Travel, for me, embodies the challenge of trying to find home everywhere one goes, of trying to create home among supposed “others” and within the “foreign.” Driving by car feels like a totally different type of travel. I have my home with me right now. I am in a (relatively) safe, comfortable environment, with my things and books and maps and Flaco. It’s all about getting from point A to point B and navigating the roads and getting through borders. In a way, it’s as if the fewer people I talk to, the more successful the trip. Talking to people means that we’re lost or the cops stopped us or we’re stopped by traffic or there was an accident. We talk with people at night and at meals, at gas stations and borders, and many times we’re too exhausted after driving all day and searching for a place to stay, that getting to know locals seems daunting.
Traveling with more time, with no set destination, with less gear and perhaps more money, we’d be able to spend time getting to know a place. A few days here and there, with lots of driving in between, seems ideal. But still, I miss the feeling of being shoulder to shoulder with the locals on buses.

But this type of travel does have its perks, and I’m getting to see countries in a completely different way. I have such a sense of Place while traveling like this. I feel as if I know where I’m located in the world, especially since we’re always staring at maps and trying to figure out the safest, quickest, most scenic route. Mountains are beautiful, for instance, but the car doesn’t appreciate them as much as I do. Roads that run along the coast are my favorite, especially when Flaco is driving and I can crane my head out the window, trying to get the best view and best camera shot. I also do get a strong sense of the friendliness of the locals when stopping to ask directions. Along the way we’ve had very few problems talking to locals and getting them to help us. Sometimes even Flaco has trouble understanding the dialects, but we still seem to find our way.

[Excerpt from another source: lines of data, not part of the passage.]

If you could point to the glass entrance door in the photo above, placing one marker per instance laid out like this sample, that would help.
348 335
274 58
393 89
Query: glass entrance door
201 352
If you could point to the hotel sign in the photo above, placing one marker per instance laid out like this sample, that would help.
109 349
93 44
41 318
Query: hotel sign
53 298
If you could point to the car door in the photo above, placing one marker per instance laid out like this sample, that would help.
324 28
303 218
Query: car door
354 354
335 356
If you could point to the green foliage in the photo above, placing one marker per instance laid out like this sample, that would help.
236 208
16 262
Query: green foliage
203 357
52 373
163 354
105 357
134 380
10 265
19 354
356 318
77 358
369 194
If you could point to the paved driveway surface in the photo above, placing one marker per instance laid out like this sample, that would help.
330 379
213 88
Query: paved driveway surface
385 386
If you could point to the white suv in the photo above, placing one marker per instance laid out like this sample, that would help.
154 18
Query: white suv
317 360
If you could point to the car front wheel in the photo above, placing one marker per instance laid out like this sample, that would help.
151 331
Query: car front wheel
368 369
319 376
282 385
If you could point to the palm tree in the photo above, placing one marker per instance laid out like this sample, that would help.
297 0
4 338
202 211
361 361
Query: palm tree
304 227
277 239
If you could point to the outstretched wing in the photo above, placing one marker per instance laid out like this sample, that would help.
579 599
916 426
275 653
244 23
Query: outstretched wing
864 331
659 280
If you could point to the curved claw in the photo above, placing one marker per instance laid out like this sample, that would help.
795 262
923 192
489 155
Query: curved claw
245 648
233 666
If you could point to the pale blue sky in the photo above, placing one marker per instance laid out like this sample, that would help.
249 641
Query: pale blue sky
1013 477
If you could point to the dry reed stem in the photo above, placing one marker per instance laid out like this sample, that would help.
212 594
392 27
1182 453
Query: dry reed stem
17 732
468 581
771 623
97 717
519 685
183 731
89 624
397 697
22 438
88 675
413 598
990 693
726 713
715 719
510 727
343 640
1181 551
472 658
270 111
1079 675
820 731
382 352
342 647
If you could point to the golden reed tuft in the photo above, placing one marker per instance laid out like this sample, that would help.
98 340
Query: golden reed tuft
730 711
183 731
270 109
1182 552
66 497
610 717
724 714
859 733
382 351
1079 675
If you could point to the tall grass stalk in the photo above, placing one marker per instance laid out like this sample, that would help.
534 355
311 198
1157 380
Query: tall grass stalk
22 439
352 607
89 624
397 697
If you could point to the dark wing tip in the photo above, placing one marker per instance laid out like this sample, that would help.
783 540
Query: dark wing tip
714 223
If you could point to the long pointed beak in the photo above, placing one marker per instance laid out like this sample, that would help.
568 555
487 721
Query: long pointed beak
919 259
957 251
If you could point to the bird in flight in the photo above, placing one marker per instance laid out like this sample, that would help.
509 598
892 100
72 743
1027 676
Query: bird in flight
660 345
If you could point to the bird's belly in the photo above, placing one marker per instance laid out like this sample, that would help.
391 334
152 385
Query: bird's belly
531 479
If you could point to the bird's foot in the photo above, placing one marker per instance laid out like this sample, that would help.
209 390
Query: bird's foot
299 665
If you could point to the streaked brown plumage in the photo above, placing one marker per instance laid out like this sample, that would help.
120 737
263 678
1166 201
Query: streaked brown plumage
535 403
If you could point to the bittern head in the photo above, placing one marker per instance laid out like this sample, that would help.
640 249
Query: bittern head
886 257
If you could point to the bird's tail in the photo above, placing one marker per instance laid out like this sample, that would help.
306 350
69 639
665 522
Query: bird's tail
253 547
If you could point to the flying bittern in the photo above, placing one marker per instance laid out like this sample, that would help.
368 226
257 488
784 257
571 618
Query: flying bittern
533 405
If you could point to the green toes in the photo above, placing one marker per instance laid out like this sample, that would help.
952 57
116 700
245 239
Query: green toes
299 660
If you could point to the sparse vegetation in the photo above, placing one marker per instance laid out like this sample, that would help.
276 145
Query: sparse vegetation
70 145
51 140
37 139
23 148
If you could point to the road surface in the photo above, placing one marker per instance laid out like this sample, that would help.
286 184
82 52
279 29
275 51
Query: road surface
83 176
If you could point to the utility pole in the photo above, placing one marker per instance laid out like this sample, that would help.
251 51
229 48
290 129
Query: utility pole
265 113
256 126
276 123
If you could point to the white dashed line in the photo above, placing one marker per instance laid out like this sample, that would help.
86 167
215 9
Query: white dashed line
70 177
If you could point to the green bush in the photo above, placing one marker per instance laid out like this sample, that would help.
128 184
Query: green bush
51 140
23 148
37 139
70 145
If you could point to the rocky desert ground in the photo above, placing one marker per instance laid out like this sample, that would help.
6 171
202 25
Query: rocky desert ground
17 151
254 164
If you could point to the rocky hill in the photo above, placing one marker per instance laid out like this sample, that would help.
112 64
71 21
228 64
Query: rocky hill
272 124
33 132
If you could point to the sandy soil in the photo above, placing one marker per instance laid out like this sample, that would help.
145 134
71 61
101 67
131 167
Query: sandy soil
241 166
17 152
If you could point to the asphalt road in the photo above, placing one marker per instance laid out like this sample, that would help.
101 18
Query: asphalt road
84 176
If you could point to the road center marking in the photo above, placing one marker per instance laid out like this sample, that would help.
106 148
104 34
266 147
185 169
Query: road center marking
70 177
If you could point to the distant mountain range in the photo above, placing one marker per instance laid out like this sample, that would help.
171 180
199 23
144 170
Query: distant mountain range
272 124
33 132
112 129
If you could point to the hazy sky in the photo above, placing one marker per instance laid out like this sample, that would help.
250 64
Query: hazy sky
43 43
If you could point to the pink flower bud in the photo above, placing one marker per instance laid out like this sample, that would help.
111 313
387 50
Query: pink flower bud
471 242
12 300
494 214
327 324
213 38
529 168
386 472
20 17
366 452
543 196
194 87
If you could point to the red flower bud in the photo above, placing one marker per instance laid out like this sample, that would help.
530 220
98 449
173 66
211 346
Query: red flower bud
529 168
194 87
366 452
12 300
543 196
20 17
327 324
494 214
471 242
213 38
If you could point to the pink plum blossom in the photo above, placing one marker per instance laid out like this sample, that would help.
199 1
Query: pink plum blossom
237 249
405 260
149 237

I’m sitting in front of the Nicaraguan consulate in Tegucigalpa, Honduras, waiting for Flaco to get his visa to cross into Nicaragua. In two days, we’ve crossed from Antigua, Guatemala, through El Salvador, to the border of Nicaragua and Honduras. Sunday night we slept in Antigua, a city that lives up to its reputation as a preserved antique in the midst of more modern towns. Tourists and backpackers seemingly outnumbered Guatemalans, but it was easy to see why travelers would visit and stay. The city is cobblestone roads, ancient churches, and quaint storefronts, with local markets filled with Guatemalans selling hand-dyed blankets and beaded jewelry. I wish we had had more time to stay and explore, but we were eager to get moving.
Flaco and I decided to take our chances with driving through El Salvador instead of taking the longer route around El Salvador in Honduras. I’m glad we did, considering that El Salvador was an easy five hour drive border to border, and Honduras is the most difficult country to travel through so far. Police checkpoints in almost every city are a huge pain in the ass, especially when they try to fine us for not having a fire extinguisher or reflector triangles in the car. It seems like the cops wake up in the morning, look through the rulebook to find the most obscure law, and try to get money from every driver. I’ve had three cops tell me already that they were going to keep my license until I gave them money. Somehow, though, we only have had to pay one cop $5.  Flaco devised a flawless plan of chatting up the cop as soon as we’re stopped, asking directions and talking about our trip, until the cop gets so confused he forgets about the damn fire extinguisher and waves us away.
Flaco just returned with the visa, and we’re off to the border! More soon…

Oh, and for those who cast their bets, we’ve traveled 3,845 miles so far, with part of Honduras and Costa Rica and all of Nicaragua left!